Es una auténtica pena que su estadía en Panamá, y la oportunidad de haber sido atendido en nuestro glorioso Hospital Santo Tomás, no le haya sido suficiente para reconocer en el panameño que sufre a un hermano más de nuestros pueblos y no a un ejemplar típico de una portada de la National Geographic. Me da pena (por usted, no por mis amigas y amigos argentinos que son  muchos) que el espíritu de un Director de la Biblioteca Nacional de la República Argentina no haya desarrollado otros matices de su cristalino mental para preguntarse por otras curiosidades a raíz de su paso por el Santo Tomás. Más allá de lo folklórico que pueda sonar nuestro hablar o actitud ante sus limitados oídos, preguntarse por los orígenes de esas balas sobre los cuerpos de esos ‘negritos’, dónde viven, cómo viven, qué comen, qué leen (sí, los negros, mestizos e indios también leemos) y qué sienten ante la mirada del otro. Es una verdadera pena que se haya quedado con una gran falacia que usted se atreve no sólo a afirmar sino también a generalizar:

“Los panameños dicen reiteradamente dos cosas; que en nuestro continente son el segundo país en “desarrollo humano” luego de Chile, y que son un “crisol de razas”. Entre nosotros esta expresión ha sido abandonada por no poder ocultar su aspecto de unidad compulsiva o forzada de las vetas culturales heterogéneas. Y hasta lo que escucho, los tecnólogos sociales no han impuesto demasiado en nosotros esa complaciente y oficinesca categoría de desarrollo humano.

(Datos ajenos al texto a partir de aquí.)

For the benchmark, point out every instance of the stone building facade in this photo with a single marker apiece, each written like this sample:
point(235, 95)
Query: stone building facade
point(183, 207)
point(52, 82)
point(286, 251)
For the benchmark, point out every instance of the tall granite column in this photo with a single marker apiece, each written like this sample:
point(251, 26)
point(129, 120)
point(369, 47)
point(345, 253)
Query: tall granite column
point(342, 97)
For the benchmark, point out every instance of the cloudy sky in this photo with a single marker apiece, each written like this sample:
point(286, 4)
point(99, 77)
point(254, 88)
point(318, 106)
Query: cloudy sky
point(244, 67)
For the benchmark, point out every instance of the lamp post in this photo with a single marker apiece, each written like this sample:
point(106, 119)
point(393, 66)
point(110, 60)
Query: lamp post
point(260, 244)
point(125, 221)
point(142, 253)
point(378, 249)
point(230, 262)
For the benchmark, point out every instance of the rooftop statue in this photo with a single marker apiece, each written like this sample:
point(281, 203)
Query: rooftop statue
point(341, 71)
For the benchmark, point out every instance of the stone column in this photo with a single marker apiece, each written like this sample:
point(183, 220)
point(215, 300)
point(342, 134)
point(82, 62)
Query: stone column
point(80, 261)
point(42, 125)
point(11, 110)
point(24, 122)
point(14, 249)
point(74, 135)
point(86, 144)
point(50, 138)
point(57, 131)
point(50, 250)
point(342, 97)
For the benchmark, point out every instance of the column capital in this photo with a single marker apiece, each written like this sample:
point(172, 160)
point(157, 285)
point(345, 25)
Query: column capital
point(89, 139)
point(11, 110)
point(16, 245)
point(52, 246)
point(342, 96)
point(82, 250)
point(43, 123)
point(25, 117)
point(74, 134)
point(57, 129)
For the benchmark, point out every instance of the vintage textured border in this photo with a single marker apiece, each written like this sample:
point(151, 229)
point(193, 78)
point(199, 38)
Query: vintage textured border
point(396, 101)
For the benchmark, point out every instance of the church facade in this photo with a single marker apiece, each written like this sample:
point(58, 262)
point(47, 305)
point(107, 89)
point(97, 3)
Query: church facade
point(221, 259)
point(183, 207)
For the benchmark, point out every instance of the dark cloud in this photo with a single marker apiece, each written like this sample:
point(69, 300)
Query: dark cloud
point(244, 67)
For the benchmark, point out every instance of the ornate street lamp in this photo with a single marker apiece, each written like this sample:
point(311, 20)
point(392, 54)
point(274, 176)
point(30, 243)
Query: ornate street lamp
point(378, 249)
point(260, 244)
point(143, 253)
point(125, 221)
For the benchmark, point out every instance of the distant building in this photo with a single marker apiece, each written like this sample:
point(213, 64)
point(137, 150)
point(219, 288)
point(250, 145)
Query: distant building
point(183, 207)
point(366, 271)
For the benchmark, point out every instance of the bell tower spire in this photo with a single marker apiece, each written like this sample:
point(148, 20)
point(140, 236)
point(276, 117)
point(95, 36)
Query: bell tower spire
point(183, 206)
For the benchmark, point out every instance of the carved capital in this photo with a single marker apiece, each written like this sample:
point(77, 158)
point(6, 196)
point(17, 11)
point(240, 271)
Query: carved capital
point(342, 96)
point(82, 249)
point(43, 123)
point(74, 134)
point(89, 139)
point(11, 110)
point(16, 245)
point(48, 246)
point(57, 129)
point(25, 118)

Yo le pregunto: ¿En qué indicador de los Censos Nacionales usted leyó estadísticamente semejante aseveración? ¿A quién consultó para asegurar lo que escribe con tal carácter universal? ¿Qué genio del Congreso le convenció de esta estupidez masiva de los panameños? ¿Tuvo usted oportunidad siquiera de recorrer nuestras calles, hablar con algún sector disidente de la actual administración, con algún campesino, obrero, dirigente indígena, activista estudiantil?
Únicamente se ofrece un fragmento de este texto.